A material incorporating atomically thin layers of water is able to store and deliver energy more quickly than the same material without the water layers.
This is the conclusion of research carried out at North Carolina State University (NC State), which is said to raise questions about the behaviour of liquids confined at this scale, and could inform future energy-storage technologies.
“This is a proof of concept, but the idea of using water or other solvents to ‘tune’ the transport of ions in a layered material is very exciting,” said Veronica Augustyn, an assistant professor of materials science and engineering at NC State and corresponding author of a paper describing the work in Chemistry of Materials. “The fundamental idea is that this could allow an increased amount of energy to be stored per unit of volume, faster diffusion of ions through the material, and faster charge transfer.
“Again, this is only a first step, but this line of investigation could ultimately lead to things like thinner batteries, faster storage for renewable-based power grids, or faster acceleration in electric vehicles,” Augustyn said.
“The goal for many energy-storage researchers is to create technologies that have the high energy density of batteries and the high power of capacitors,” added James Mitchell, a Ph.D. student at NC State and lead author of the paper. “Pseudocapacitors like the one we discuss in the paper may allow us to develop technologies that bridge that gap.”
For this study, the researchers compared two materials: a crystalline tungsten oxide and a layered, crystalline tungsten oxide hydrate that consists of crystalline tungsten oxide layers separated by atomically thin layers of water.
When charging the two materials for 10 minutes, the researchers found that the regular tungsten oxide stored more energy than the hydrate.
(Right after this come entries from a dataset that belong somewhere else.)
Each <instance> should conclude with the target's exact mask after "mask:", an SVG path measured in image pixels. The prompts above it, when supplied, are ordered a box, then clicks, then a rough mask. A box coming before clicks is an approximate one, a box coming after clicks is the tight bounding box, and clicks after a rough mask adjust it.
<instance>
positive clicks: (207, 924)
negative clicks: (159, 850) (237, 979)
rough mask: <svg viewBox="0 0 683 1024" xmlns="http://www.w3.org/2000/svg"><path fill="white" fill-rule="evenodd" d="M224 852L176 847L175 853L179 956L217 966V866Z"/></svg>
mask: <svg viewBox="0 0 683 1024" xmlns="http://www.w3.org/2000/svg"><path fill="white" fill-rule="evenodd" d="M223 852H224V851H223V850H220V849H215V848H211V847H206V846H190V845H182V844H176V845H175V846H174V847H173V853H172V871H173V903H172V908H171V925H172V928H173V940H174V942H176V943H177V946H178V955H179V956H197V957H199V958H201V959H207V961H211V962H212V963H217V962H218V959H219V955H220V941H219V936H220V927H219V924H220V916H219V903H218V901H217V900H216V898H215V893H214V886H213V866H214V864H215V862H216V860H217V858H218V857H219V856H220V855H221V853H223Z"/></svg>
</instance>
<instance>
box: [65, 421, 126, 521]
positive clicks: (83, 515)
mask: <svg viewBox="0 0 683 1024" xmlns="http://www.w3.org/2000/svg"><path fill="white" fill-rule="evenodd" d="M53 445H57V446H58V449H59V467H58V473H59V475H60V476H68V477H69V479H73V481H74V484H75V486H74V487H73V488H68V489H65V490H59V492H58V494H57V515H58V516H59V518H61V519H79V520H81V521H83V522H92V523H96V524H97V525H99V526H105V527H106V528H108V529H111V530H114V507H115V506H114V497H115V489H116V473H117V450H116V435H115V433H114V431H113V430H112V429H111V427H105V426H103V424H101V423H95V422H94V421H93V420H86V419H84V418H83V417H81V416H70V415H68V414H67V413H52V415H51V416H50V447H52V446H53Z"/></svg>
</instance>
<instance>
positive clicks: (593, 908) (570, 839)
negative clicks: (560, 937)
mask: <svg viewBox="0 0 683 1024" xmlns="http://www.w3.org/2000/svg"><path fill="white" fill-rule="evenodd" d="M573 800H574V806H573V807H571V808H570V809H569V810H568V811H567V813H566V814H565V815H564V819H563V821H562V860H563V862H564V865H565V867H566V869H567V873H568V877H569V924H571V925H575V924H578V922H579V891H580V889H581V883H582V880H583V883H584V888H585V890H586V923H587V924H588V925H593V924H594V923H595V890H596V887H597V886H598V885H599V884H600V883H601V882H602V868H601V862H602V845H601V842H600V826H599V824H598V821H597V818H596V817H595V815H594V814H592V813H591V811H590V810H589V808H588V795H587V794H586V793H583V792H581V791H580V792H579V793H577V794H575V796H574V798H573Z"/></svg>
But when the charging period was only 12 seconds, the hydrate stored more energy than the regular material. The researchers noted that the hydrate stored energy more efficiently – wasting less energy as heat.
“Incorporating these solvent layers could be a new strategy for high-powered energy-storage devices that make use of layered materials,” Augustyn said. “We think the water layer acts as a pathway that facilitates the transfer of ions through the material.
“We are now moving forward with [US] National Science Foundation-funded work on how to fine-tune this so-called ‘interlayer,’ which will hopefully advance our understanding of these materials and get us closer to next-generation energy-storage devices.”